[ 
https://issues.apache.org/jira/browse/COMPRESS-592?page=com.atlassian.jira.plugin.system.issuetabpanels:all-tabpanel
 ]

Roland Kreuzer updated COMPRESS-592:
------------------------------------
    Description: 
I have a use-case where I have to decompress Sevenzip archives from an external 
source which may have a large number of entries.

I found decompression fails when trying to extract entry 65536 (zero-based 
index) with a checksum failure.

 

I was able to reproduce the issue with a simple 7Zip file containing 70.001 
entries with random MD5 checksum textfiles (attached).

The sample Archive was created using the 7Zip Windows client and uses LZMA2:3m.

 

My code is a simple sequential read of all contents of the file like
{code:java}
    @Test
    void readBigSevenZipFile() throws IOException
    {
        try (SevenZFile sevenZFile = new SevenZFile(new 
File("E:\\Temp\\0000_DOC.7z")))
        {
            SevenZArchiveEntry entry = sevenZFile.getNextEntry();
            while (entry != null)
            {
                if (entry.hasStream())
                {
                    byte[] content = new byte[(int) entry.getSize()];
                    sevenZFile.read(content);

                    System.out.println(entry.getName());
                }

                entry = sevenZFile.getNextEntry();
            }
        }
    }
{code}
which fails consistently after file65535.txt with
{code:java}
java.io.IOException: Checksum verification failed
        at 
org.apache.commons.compress.utils.ChecksumVerifyingInputStream.read(ChecksumVerifyingInputStream.java:94)
 ~[commons-compress-1.21.jar!/:1.21]
        at 
org.apache.commons.compress.archivers.sevenz.SevenZFile.read(SevenZFile.java:1905)
 ~[commons-compress-1.21.jar!/:1.21]
        at 
org.apache.commons.compress.archivers.sevenz.SevenZFile.read(SevenZFile.java:1888)
 ~[commons-compress-1.21.jar!/:1.21]
{code}
 

It is noticeable that the value is 2 to the 16th power, which could suggest an 
overflow error of some sorts.

 

While the minimum sample contains only small txt files, I originally found the 
issue with larger archives containing also Image and PDF files.
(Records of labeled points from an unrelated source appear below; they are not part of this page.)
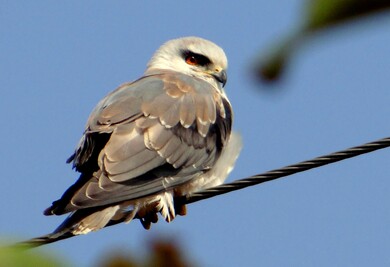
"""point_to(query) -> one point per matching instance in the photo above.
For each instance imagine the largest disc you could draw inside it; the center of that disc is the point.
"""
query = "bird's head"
(192, 56)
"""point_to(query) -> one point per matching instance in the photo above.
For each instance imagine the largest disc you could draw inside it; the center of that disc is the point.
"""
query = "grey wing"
(145, 137)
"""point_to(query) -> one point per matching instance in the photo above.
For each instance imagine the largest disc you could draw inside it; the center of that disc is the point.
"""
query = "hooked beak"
(221, 77)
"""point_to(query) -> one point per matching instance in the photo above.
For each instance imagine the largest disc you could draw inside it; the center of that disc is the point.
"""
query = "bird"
(151, 141)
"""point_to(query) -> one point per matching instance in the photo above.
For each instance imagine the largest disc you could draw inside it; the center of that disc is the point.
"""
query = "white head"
(192, 56)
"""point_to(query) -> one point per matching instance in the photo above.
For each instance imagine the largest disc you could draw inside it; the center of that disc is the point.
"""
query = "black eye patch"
(192, 58)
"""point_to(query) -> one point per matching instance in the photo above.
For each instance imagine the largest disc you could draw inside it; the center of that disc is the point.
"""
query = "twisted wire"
(286, 171)
(240, 184)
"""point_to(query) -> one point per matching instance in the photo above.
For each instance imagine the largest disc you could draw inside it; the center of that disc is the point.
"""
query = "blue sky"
(58, 59)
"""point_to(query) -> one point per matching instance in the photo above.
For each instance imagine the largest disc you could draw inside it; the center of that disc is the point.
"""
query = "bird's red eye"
(191, 60)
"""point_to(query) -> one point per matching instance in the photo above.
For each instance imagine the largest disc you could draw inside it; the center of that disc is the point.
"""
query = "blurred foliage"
(319, 15)
(161, 253)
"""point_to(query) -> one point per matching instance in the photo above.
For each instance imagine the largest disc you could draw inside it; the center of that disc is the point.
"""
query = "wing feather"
(162, 131)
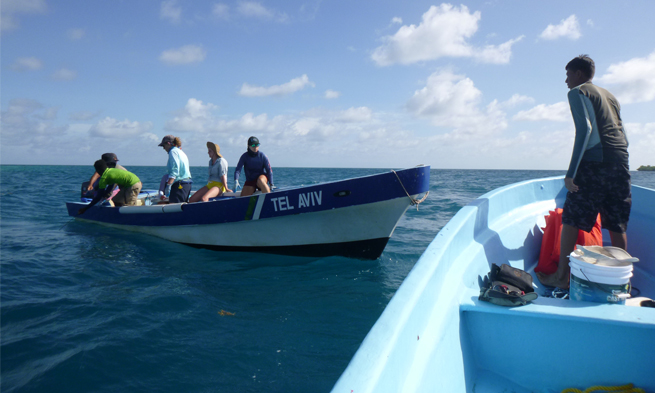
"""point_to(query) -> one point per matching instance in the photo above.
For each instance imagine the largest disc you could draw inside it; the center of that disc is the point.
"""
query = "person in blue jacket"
(259, 174)
(178, 186)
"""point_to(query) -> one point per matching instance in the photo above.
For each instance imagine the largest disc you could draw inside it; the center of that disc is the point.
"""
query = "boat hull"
(435, 335)
(353, 218)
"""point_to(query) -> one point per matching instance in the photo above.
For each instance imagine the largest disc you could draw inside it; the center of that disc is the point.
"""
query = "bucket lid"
(605, 256)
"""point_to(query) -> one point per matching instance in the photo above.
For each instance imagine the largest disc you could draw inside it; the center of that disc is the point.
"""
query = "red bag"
(550, 244)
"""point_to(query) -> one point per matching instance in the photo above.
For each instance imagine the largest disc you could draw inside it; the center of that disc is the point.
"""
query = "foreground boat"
(353, 218)
(436, 336)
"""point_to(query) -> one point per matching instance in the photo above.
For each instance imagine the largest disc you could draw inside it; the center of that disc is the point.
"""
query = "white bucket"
(598, 278)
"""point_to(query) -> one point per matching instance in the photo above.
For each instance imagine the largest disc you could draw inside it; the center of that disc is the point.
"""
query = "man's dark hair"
(100, 166)
(583, 63)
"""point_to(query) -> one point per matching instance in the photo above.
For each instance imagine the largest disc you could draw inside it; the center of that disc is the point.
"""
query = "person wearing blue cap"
(257, 168)
(178, 186)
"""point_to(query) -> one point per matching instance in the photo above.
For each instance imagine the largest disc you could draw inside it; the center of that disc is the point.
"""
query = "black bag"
(507, 286)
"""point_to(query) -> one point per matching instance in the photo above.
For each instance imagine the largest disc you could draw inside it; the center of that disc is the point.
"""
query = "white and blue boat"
(353, 218)
(436, 336)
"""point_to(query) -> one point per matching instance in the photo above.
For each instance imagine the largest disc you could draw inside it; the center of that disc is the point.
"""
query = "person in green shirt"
(128, 183)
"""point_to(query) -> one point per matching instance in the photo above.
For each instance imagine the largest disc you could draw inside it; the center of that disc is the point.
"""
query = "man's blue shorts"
(604, 187)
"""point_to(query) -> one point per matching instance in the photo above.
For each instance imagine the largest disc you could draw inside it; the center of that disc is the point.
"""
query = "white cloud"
(290, 87)
(568, 28)
(64, 74)
(632, 80)
(184, 55)
(76, 34)
(83, 115)
(452, 101)
(517, 99)
(221, 11)
(28, 122)
(556, 112)
(115, 129)
(27, 64)
(642, 143)
(12, 8)
(195, 117)
(170, 11)
(253, 9)
(331, 94)
(499, 54)
(443, 32)
(356, 115)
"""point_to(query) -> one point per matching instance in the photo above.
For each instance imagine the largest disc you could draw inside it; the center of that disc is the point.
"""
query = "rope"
(414, 201)
(629, 388)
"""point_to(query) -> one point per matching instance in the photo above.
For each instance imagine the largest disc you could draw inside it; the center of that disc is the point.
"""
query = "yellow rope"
(414, 201)
(629, 388)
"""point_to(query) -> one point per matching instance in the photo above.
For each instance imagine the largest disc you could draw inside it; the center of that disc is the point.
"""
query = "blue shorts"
(180, 191)
(605, 188)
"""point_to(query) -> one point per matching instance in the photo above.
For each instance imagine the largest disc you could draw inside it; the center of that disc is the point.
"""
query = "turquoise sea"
(91, 309)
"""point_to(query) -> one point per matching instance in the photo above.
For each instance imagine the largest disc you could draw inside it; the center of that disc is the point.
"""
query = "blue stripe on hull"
(364, 249)
(326, 196)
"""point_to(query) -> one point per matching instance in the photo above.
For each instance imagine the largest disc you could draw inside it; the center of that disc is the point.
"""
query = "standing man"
(598, 178)
(258, 170)
(179, 182)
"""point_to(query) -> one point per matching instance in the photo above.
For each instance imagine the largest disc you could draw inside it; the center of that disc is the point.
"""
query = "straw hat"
(215, 148)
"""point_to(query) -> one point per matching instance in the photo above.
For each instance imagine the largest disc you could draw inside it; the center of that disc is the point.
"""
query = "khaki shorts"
(128, 196)
(218, 184)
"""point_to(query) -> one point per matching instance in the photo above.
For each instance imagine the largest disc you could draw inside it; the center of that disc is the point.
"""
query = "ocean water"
(91, 309)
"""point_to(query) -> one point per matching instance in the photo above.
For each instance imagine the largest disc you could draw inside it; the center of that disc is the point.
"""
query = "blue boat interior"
(435, 335)
(555, 343)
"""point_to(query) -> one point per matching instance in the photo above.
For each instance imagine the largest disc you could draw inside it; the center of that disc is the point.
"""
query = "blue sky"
(389, 84)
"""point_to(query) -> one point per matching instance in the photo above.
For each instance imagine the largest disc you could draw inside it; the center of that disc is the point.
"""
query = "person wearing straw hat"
(217, 180)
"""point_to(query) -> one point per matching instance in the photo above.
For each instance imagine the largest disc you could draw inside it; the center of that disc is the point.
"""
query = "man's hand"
(568, 183)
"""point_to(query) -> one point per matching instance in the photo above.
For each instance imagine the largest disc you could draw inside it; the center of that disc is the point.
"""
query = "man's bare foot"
(552, 280)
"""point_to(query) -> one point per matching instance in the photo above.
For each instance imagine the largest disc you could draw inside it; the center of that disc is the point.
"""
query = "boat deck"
(435, 335)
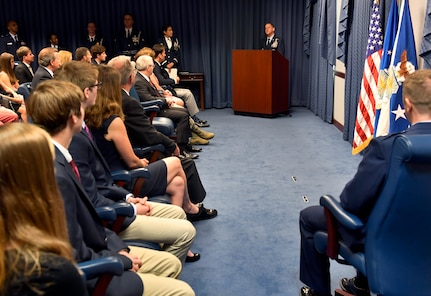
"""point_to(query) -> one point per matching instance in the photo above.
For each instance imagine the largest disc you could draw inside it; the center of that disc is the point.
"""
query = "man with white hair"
(180, 116)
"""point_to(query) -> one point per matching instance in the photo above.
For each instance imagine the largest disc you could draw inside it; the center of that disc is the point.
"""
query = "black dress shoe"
(307, 291)
(192, 149)
(203, 214)
(350, 286)
(189, 155)
(194, 258)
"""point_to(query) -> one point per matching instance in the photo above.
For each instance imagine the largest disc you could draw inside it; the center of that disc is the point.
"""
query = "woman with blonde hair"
(65, 56)
(9, 84)
(105, 119)
(35, 255)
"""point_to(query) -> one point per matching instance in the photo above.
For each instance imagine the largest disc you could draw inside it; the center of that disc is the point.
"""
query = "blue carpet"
(256, 172)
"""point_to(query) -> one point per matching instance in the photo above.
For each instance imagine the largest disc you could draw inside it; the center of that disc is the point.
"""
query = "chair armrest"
(123, 209)
(164, 125)
(97, 267)
(107, 214)
(141, 152)
(158, 103)
(151, 108)
(121, 175)
(347, 219)
(140, 173)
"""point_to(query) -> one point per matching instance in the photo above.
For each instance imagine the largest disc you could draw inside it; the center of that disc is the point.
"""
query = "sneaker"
(201, 123)
(350, 286)
(196, 140)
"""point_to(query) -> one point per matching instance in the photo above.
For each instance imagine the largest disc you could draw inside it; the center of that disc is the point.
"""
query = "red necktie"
(75, 169)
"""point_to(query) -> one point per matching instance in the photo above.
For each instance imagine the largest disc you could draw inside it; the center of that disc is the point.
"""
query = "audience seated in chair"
(154, 222)
(65, 56)
(58, 107)
(180, 116)
(7, 116)
(105, 120)
(142, 134)
(23, 71)
(9, 85)
(171, 84)
(362, 192)
(36, 255)
(49, 62)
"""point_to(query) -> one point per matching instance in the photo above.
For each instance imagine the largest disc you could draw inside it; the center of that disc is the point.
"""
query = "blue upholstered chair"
(397, 257)
(103, 269)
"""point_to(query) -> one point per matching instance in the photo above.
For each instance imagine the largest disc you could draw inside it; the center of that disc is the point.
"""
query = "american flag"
(365, 115)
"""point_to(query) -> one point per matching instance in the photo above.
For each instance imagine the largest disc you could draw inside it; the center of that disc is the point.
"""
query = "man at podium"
(271, 40)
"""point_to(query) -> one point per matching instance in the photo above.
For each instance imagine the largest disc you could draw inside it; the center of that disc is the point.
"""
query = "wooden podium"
(260, 82)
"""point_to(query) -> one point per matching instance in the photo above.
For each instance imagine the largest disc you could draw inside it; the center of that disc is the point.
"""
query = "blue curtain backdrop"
(208, 32)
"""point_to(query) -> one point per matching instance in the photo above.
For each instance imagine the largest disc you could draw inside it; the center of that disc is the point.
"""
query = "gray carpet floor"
(257, 172)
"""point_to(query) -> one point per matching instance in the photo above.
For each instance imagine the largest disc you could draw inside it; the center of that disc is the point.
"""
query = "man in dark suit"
(360, 194)
(142, 134)
(24, 71)
(130, 39)
(170, 84)
(159, 223)
(57, 106)
(49, 62)
(271, 40)
(147, 92)
(11, 41)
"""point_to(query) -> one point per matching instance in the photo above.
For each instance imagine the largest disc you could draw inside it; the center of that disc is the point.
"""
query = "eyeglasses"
(98, 85)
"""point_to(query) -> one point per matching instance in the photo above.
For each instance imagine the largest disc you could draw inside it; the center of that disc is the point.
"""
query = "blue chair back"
(398, 239)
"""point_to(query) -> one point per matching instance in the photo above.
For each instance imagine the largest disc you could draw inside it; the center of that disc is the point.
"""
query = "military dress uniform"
(11, 44)
(129, 45)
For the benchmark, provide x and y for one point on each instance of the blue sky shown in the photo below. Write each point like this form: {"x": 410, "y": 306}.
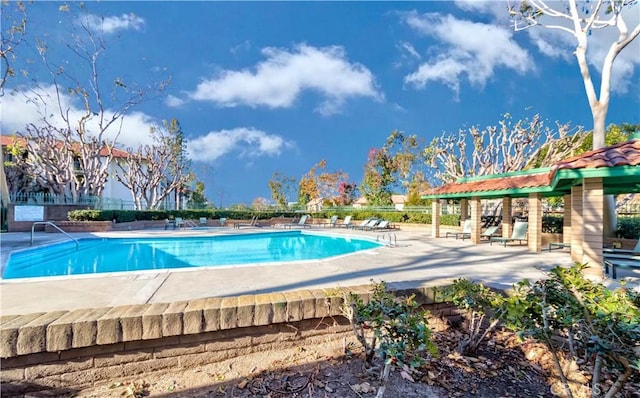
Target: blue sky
{"x": 260, "y": 87}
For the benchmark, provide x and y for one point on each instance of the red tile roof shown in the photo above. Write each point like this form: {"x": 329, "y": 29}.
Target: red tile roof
{"x": 8, "y": 140}
{"x": 494, "y": 184}
{"x": 622, "y": 154}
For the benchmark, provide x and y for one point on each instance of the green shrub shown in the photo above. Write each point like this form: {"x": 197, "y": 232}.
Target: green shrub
{"x": 450, "y": 219}
{"x": 394, "y": 327}
{"x": 552, "y": 224}
{"x": 628, "y": 228}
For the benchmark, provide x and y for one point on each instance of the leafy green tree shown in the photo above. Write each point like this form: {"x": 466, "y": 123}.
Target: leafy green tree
{"x": 155, "y": 171}
{"x": 508, "y": 146}
{"x": 197, "y": 197}
{"x": 378, "y": 178}
{"x": 408, "y": 158}
{"x": 281, "y": 186}
{"x": 348, "y": 193}
{"x": 583, "y": 20}
{"x": 319, "y": 183}
{"x": 72, "y": 155}
{"x": 14, "y": 27}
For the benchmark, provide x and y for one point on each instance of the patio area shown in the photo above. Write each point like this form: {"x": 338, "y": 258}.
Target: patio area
{"x": 417, "y": 260}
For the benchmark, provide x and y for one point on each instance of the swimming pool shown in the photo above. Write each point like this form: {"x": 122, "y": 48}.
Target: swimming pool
{"x": 107, "y": 255}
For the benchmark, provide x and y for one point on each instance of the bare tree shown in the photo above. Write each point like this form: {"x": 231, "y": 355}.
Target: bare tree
{"x": 154, "y": 171}
{"x": 86, "y": 136}
{"x": 281, "y": 187}
{"x": 14, "y": 22}
{"x": 498, "y": 149}
{"x": 579, "y": 19}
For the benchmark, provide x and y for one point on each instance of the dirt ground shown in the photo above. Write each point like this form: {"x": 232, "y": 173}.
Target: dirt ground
{"x": 504, "y": 367}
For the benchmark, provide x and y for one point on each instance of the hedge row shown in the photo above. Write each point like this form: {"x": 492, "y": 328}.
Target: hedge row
{"x": 628, "y": 227}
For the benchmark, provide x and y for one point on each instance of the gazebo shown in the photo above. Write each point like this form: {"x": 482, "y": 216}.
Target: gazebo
{"x": 582, "y": 181}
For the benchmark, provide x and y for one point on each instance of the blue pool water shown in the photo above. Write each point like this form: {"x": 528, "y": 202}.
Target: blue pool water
{"x": 102, "y": 255}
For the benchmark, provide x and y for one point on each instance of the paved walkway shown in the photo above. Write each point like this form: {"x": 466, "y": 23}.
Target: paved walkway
{"x": 417, "y": 259}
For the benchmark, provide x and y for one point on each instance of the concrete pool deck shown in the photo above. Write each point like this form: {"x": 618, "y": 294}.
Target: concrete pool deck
{"x": 418, "y": 259}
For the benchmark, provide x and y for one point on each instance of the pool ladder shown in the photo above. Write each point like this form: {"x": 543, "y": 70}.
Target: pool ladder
{"x": 388, "y": 239}
{"x": 33, "y": 226}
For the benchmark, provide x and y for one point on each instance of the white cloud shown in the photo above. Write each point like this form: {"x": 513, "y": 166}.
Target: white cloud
{"x": 560, "y": 44}
{"x": 471, "y": 49}
{"x": 30, "y": 108}
{"x": 279, "y": 80}
{"x": 174, "y": 101}
{"x": 408, "y": 50}
{"x": 113, "y": 24}
{"x": 246, "y": 141}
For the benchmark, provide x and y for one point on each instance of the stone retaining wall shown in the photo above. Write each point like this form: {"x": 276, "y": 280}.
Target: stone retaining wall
{"x": 64, "y": 350}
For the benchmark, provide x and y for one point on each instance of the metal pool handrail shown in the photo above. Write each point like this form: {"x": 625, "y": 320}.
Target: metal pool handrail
{"x": 56, "y": 227}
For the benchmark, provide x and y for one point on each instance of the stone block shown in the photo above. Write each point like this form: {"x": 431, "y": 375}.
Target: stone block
{"x": 107, "y": 373}
{"x": 322, "y": 304}
{"x": 60, "y": 331}
{"x": 11, "y": 375}
{"x": 152, "y": 321}
{"x": 230, "y": 344}
{"x": 150, "y": 366}
{"x": 193, "y": 317}
{"x": 150, "y": 345}
{"x": 45, "y": 370}
{"x": 194, "y": 360}
{"x": 95, "y": 350}
{"x": 177, "y": 351}
{"x": 109, "y": 329}
{"x": 85, "y": 328}
{"x": 131, "y": 322}
{"x": 9, "y": 332}
{"x": 294, "y": 306}
{"x": 229, "y": 313}
{"x": 32, "y": 337}
{"x": 308, "y": 304}
{"x": 263, "y": 312}
{"x": 211, "y": 314}
{"x": 122, "y": 358}
{"x": 246, "y": 306}
{"x": 279, "y": 304}
{"x": 172, "y": 318}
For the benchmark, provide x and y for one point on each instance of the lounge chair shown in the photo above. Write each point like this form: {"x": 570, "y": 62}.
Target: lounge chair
{"x": 615, "y": 263}
{"x": 381, "y": 226}
{"x": 253, "y": 223}
{"x": 519, "y": 234}
{"x": 621, "y": 253}
{"x": 301, "y": 223}
{"x": 332, "y": 222}
{"x": 346, "y": 223}
{"x": 179, "y": 223}
{"x": 487, "y": 233}
{"x": 361, "y": 225}
{"x": 466, "y": 231}
{"x": 369, "y": 224}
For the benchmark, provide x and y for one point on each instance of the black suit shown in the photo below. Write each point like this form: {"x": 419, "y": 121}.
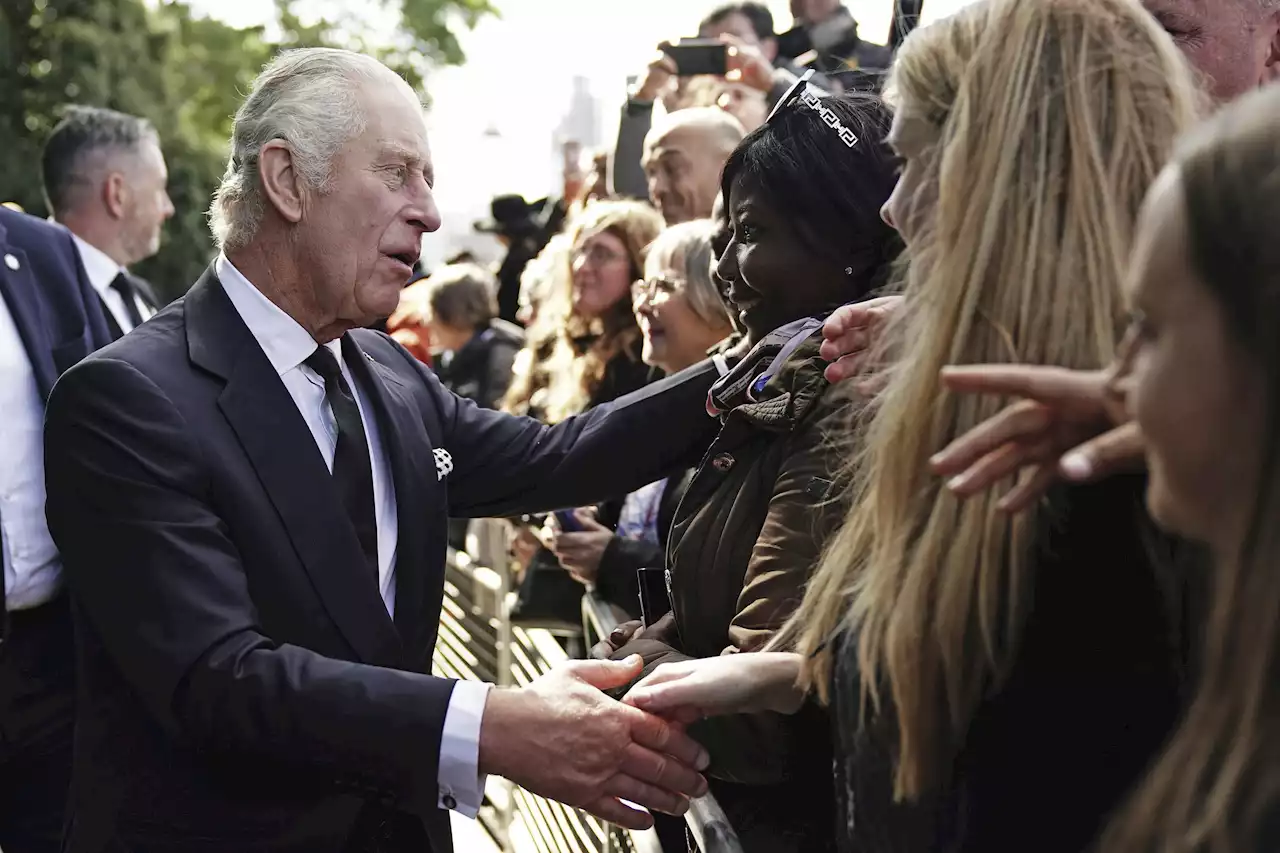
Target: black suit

The archive's 
contents or size in byte does not seem to have direct influence on the issue, 
only the number of files contained within.

 

I did not find any workaround yet.

  was:
I have a use-case where I have to decompress Sevenzip archives from an external 
source which may have a large number of entries.

I found decompression fails when trying to extract entry 65536 (zero-based 
index) with a checksum failure.

 

I was able to reproduce the issue with a simple 7Zip file containing 70.001 
entries with random MD5 checksum textfiles (attached).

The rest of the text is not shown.